Problem imagining how does a black hole merger look like from far away Suppose we have two black holes moving on a path of direct frontal collision. Is it correct that from far away, due to time dilation, we can never "detect" that the two black holes merging or colliding? Would we perceive the relative motion of the two black holes slow down before the two event horizons touch? if that is the case:
question: Will a planet orbiting the system
from far away feel a uniform distribution of mass located at the center or that of two blobs next to each other? 
 A: 
Is it correct that from far away, due to time dilation, we can never see the two black holes merging or colliding? 

Correct. By definition you never see a horizon unless you cross it.

Would we perceive the relative motion of the two black holes slow down before the two event horizons touch? 

Yes

will a planet orbiting the system from far away feel a uniform distribution of mass located at the center or that of two blobs next to each other?

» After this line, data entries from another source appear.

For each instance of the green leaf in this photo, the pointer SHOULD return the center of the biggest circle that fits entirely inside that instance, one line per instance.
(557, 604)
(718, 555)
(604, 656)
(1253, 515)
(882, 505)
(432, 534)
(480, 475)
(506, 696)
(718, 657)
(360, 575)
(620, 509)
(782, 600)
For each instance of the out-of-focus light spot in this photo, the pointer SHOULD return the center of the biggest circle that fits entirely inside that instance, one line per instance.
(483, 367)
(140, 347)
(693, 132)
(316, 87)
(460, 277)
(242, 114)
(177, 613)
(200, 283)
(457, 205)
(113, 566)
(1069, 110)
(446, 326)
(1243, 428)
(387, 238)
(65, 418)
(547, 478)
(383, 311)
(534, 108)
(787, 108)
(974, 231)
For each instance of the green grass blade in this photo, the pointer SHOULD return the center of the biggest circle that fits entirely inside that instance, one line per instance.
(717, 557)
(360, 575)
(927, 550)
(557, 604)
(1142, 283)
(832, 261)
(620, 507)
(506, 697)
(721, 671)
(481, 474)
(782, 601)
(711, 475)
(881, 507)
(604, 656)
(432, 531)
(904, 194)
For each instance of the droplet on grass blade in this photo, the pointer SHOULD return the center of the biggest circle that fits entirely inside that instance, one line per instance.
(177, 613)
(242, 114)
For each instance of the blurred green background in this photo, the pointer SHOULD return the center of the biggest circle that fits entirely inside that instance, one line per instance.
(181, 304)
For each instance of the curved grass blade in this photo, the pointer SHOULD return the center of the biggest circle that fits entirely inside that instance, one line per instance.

It will feel more and more like that as time goes on. Of course, that isn't becsuse you feel mass that is far away. It is because the spacetime out near you evolves to be more an more like that. More and more like the kind of curvature that in the Newtonian weak field limit looks more and more like the effect of a large uniform distribution of mass.

It is confusing to me how you will perceive (based on electromagnetic radiation of increasing wavelength) that the two holes freeze before merging, and at the same time have a gravitational signature that looks like they fused

The gravitational signature never looks like they fused. In fact unless those black holes have been around forever we can still see the infalling material that made each of them. And in fact the infalling matter on the north side of one and the south side of the other one could decide at any moment to lose their courage and take off. And then the matter next to that could take off. And so on. The definition of the horizon is the events where they waited too long. We never see that by definition. So everything we see is events prior to that. So we see events prior to the too late.
So we always see matter where it isn't too late. So everything we see could come back out at us. Maybe it has to wait to get really symmetrically distributed before they can collectively push off and not leave things behind.Everything you see that looks similar to a black hole could still rip itself apart before it actually forms.
So it most definitely doesn't ever look fully fused. It just looks closer to merged. The electromagnetic appearance is a consequence of the time dilation, it doesn't cause it. In fact the black hole appears less massive over time as the light comes away from it.
Again, you can feel it from the curvature outside, you don't have to look electromagnetically. You could send neutral particles to orbit it in different planes and note the period to circumference and notice the ratio settles down in a way that doesn't depend on the plane you select.
A: Luckily black holes emit Hawking radiation, so in some sense we can see them.
So first there are two glowing balls approaching each other, after some time there will be one glowing ball that is twice as large as one of the initial glowing balls. (I'm considering black holes of same size)
And during the collision the balls distort to other shapes and shake violently emitting gravity waves.
All that happens quite fast when observed from far away. From closer observation point it happens even faster.  
Just so that things don't become too absurd, all kinds of measuring instruments, like eyes and gravimeters, should agree what is happening during the merging.